AZ – Très clairement. Ce sont sans conteste les fruits et légumes, le frais et, en épicerie salée, les farines, les pâtes, ou encore les riz qui fonctionnent le mieux. En revanche, le snacking est en recul parce qu’il y a beaucoup moins de personnes qui travaillent à l’extérieur. C’est aussi le cas du pain et des produits vendus en vrac. Les consommateurs semblent en effet nettement moins appétant sur des catégories qui nécessitent une manipulation. Fait notable également, le marché des compléments alimentaires a connu une croissance de 300 à 400 % début mars. Spiruline, Acerola, produits de la ruche… c’est surtout la demande des produits ayant une activité sur l’immunité de l’organisme qui ont drivé cette croissance. Les clients ont fait leur stock et c’est aujourd’hui beaucoup plus calme. Dans la catégorie du non-alimentaire, les produits d’entretien et d’hygiène fonctionnent aussi très bien tandis que les cosmétiques sont en léger repli.
CB – Quelles mesures ont été prises pour répondre aux défis que pose la crise sanitaire ?
AZ – Notre principale priorité, c’est la protection de nos collaborateurs et de nos clients. C’est l’enjeu majeur. L’adoption des gestes barrières et le marquage au sol sont intervenus dès le début du mois de mars. Depuis la mise en confinement, on limite les flux en magasin. Sur un tiers de nos points de vente, cette tâche est dévolue à des agents de sécurité. Dans les autres, ce sont les salariés qui assurent la régulation. Toutes les caisses sont équipées d’une vitre en plexiglas, on nettoie régulièrement tout ce qui est panier ou matériel de mise en rayon et on privilégie le paiement sans contact. Il va sans dire également que nos salariés en magasin sont tous équipés d’un masque, de gants et disposent d’une solution de gel hydro-alcoolique.
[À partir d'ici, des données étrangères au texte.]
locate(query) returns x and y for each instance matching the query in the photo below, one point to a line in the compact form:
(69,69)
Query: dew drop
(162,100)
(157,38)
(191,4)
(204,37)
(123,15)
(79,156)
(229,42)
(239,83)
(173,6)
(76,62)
Le virus n’a touché chez nous que quelques collaborateurs qui vont bien aujourd’hui.
CB – Vous avez décidé de suspendre le service de click & collect. Pour quelle raison ?
AZ – Naturalia affiche un taux d’absentéisme assez élevé depuis le début de la crise entre les salariés qui présentent un facteur de risque vis-à-vis du Covid-19 auxquels on demande de rester chez eux et ceux qui sont contraints au confinement pour s’occuper de leurs enfants. Le surplus d’activité couplé à la réduction de nos effectifs nous ont amenés à prendre cette décision dans l’ensemble des 40 magasins qui proposaient le click & collect parce qu’on n’est plus en mesure d’assurer la préparation des commandes. On ne souhaitait pas rajouter de la pression à nos collaborateurs qui en ont déjà bien assez comme ça. La livraison à domicile est toujours proposée en revanche et marche très fort. Nous avons d’ailleurs quasiment quadruplé les volumes sur naturalia.fr. Quant au drive de Brétigny, il a été fermé dans un premier temps parce que les équipes ne suivaient pas mais on l’a rouvert une semaine après la mise en confinement sur un nombre limité de créneaux.
CB – De quelle manière envisagez-vous la sortie de crise ?
AZ – Je distingue le déconfinement qui va avoir lieu dans quelques semaines de la sortie de crise qui à mon avis n’interviendra pas avant neuf mois au moins. Le déconfinement sera synonyme d’une évolution probable des volumes d’achat mais je n’en attends rien d’ingérable. L’essentiel pour nous aujourd’hui est de réfléchir à la façon d’intégrer de façon pérenne dans nos process les nécessaires mesures d’hygiène en magasin qu’on a adoptées en urgence au début de la crise. Il est ainsi probable qu’on impose prochainement à nos clients d’utiliser du gel hydroalcoolique à l’entrée des magasins et qu’on renforce le dispositif de protection des salariés en caisse. On doit par ailleurs se pencher sur nos procédures de nettoyage des magasins pour les rendre plus performantes. La question se pose aussi de savoir comment nous allons gérer des catégories comme le vrac ou le pain qui sont aujourd’hui en perte de vitesse. Je n’ai pas encore toutes les réponses mais les points de vigilance sont identifiés.